Re: [PATCH v2 1/1] dmaengine: switchtec-dma: Introduce Switchtec DMA engine PCI driver

From: Logan Gunthorpe
Date: Tue Apr 11 2023 - 11:47:23 EST




On 2023-04-10 10:42, Christoph Hellwig wrote:
> On Mon, Apr 03, 2023 at 11:06:28AM -0700, Kelvin Cao wrote:
>> +#define HALT_RETRY 100
>> +static int halt_channel(struct switchtec_dma_chan *swdma_chan)
>> +{
>> + u32 status;
>> + struct chan_hw_regs __iomem *chan_hw = swdma_chan->mmio_chan_hw;
>> + int retry = HALT_RETRY;
>> + struct pci_dev *pdev;
>> + int ret;
>> +
>> + rcu_read_lock();
>> + pdev = rcu_dereference(swdma_chan->swdma_dev->pdev);
>> + if (!pdev) {
>> + ret = -ENODEV;
>> + goto unlock_and_exit;
>> + }
>
> This whole RCU critical section around every access to ->pdev scheme
> looks a bit bothersome to me.
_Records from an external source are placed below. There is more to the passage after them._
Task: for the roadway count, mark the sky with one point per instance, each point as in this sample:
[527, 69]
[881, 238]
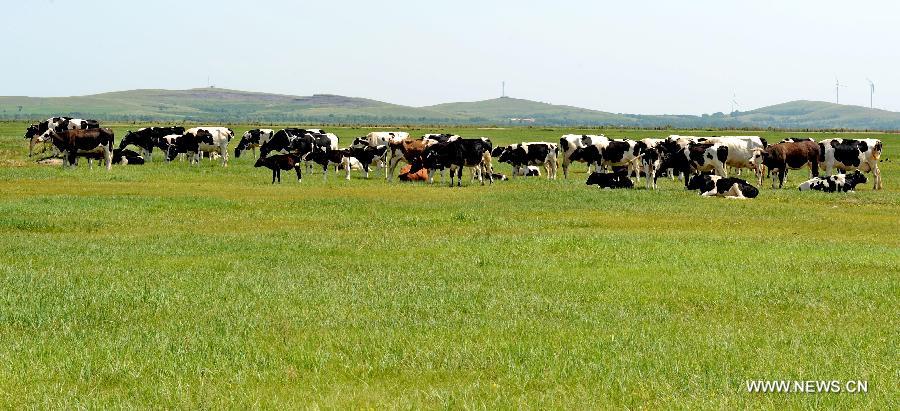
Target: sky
[646, 57]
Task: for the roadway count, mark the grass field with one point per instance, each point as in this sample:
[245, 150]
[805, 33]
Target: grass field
[170, 286]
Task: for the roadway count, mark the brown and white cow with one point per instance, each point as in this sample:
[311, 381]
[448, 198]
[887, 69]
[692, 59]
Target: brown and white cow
[84, 143]
[781, 157]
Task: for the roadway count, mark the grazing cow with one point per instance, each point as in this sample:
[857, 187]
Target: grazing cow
[571, 142]
[199, 140]
[522, 155]
[741, 151]
[366, 155]
[850, 155]
[58, 124]
[148, 137]
[718, 186]
[612, 153]
[779, 158]
[409, 150]
[458, 153]
[413, 172]
[840, 183]
[796, 140]
[610, 180]
[252, 139]
[126, 156]
[279, 162]
[84, 143]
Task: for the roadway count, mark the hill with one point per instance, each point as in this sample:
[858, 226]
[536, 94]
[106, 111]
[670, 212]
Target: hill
[223, 105]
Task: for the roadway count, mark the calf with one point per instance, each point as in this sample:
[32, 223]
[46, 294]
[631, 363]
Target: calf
[841, 183]
[718, 186]
[252, 139]
[126, 156]
[84, 143]
[571, 142]
[279, 162]
[610, 180]
[779, 158]
[523, 155]
[850, 155]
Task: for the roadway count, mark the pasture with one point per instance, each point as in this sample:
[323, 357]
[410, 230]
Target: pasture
[170, 286]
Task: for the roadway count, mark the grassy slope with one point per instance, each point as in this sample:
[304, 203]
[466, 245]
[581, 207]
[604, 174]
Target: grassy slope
[502, 109]
[173, 286]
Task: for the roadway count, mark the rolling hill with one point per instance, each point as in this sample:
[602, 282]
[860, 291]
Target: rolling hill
[223, 105]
This means that all the low-level
> PCI ops are done in RCU critical section. Is this something you
> came up with or is it copied from other drivers?

I suspect they copied it from plx_dma driver that I wrote ;(, though
that driver uses rcu_dereference a bit more sparingly (only on stop,
issue_pending and when allocating and freeing a channel).
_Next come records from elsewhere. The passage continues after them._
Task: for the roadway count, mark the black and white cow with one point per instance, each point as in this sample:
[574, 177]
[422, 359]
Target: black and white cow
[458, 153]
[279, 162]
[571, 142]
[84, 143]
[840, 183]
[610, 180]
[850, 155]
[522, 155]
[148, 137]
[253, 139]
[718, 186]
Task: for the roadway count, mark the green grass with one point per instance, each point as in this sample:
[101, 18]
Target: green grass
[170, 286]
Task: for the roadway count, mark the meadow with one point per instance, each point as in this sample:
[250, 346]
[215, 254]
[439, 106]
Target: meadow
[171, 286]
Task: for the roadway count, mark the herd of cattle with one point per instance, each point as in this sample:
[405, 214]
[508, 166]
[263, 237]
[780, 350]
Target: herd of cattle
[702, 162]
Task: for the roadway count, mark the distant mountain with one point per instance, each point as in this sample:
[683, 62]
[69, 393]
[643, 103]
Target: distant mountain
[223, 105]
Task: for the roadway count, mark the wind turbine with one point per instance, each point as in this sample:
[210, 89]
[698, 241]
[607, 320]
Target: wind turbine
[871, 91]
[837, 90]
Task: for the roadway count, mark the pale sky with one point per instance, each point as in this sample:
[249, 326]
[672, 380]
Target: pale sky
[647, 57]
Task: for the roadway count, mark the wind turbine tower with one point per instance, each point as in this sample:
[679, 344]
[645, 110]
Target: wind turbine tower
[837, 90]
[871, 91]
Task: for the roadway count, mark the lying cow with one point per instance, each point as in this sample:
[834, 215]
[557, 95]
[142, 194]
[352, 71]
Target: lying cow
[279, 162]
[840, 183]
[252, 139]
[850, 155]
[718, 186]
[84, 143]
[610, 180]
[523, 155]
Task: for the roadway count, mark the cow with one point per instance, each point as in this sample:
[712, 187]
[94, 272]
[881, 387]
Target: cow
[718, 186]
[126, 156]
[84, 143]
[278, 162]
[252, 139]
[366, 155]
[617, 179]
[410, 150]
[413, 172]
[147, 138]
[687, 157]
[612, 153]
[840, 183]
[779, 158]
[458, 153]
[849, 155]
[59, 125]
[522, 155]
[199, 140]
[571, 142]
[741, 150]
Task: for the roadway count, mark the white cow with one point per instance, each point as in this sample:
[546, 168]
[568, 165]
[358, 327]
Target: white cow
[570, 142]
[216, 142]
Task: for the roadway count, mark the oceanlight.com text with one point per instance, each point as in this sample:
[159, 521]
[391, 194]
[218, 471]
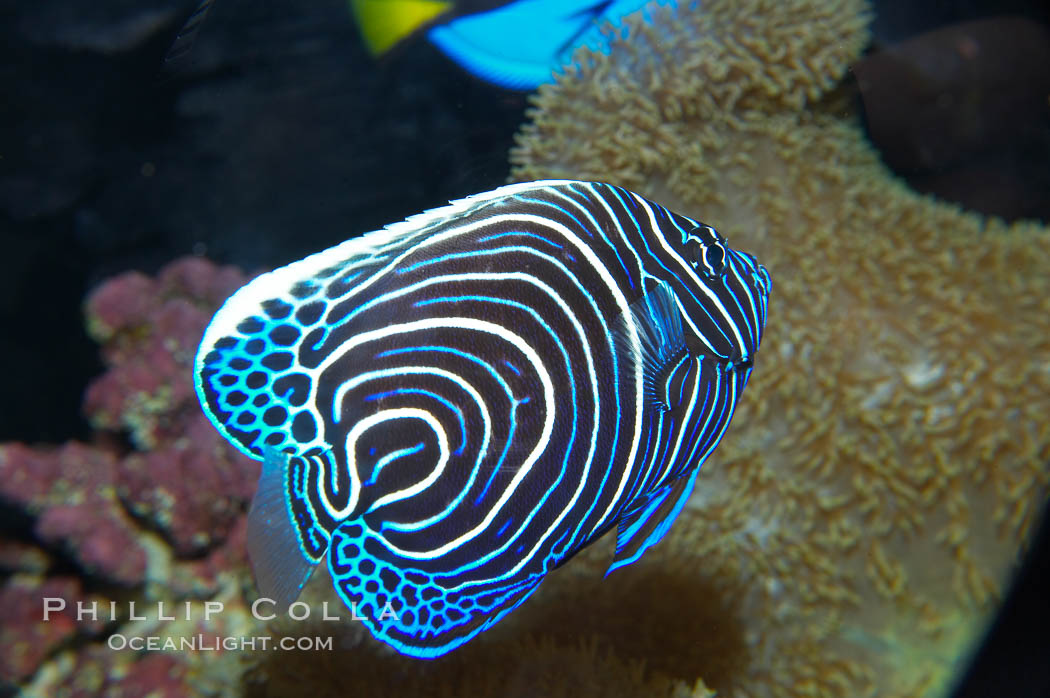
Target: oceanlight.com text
[204, 642]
> Normally we'd do an unregistration from the dmaengine subsystem
> first, which might do a RCU synchronization at a high level,
> and then we're sure that none of the methods gets called again
> on the unregistered device.
>
> Can't this driver (and the dmaengine core) support an operation
> mode where you set a shutdown flag at the beginning

The dmaengine code didn't support hot unplug at all. I believe most
drivers are likely to crash if this happens. When I wrote the plx-dma
engine, I had to make a bunch of changes to dmaengine just so the
framework didn't crash when I tested this. The framework is pretty thin,
so there's not much to synchronize on to indicate other threads are not
in the middle of issuing new IO when a flag is set.

>> + tasklet_schedule(&swdma_dev->chan_status_task);
>
> What speaks against simply using threaded irqs here instead of the
> tasklets?

Almost all the dmaengine drivers use tasklets. I don't know if this is
the best approach, but my understanding was that it was due to needing
low latency in processing the completed descriptors, otherwise it can be
hard to reach the full bandwidth of the dma engine.

Logan